懸念材料は「小池都知事の国政転出」ファクター
ただ、日銀の金融政策だけで「経済がよくなった」というのでは、政治の成果をアピールしがたい。
「6月には昨秋に決めた所得税・住民税の定額減税が始まる。その恩恵を有権者が実感してくれたところで、“デフレ脱却にこぎつけた”と宣言して解散するのではないか」(同前)
岸田氏にとっては理想的だが、この6月解散シナリオには懸念材料もある。
「小池百合子都知事の国政転出の可能性が最も高まるのはこの時だと思います」と、語るのは自民党関係者だ。この関係者は、小池氏の2期目の任期は7月末までで、6月20日告示・7月7日に都知事選が予定されていることを挙げて続ける。

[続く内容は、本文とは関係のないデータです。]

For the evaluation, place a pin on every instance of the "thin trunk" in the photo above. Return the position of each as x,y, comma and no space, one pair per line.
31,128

「この時期に都知事を辞めるといっても2期目の任期はほぼやり遂げたことになり、4月28日の衆院東京15区補選に出馬するのと違って、都政投げ出しの批判が出る可能性はほぼなくなる。その一方、4月の補選後に出てきうる自民党内の“岸田おろし”の状況を見極めて、小池さんは自分が国政自民党に復帰する価値を最大限まで高めて登場することができる」
賃上げ→デフレ脱却で支持率が回復すれば岸田氏は自らに最も有利なかたちで解散戦略を描くことができ、そうなれば小池氏は国政に戻っても自らを高く売るチャンスは少ない。しかし、解散まではできても岸田政権の支持率が回復しなければ、むしろ初の女性の首相に再び名乗りを挙げるよう求める機運も高まるかもしれないというのである。
日本経済が復活するかどうか、歴史の分水嶺ともなりうる今回の春闘は、さまざまな政治家の興亡にとっても分水嶺となるかもしれない。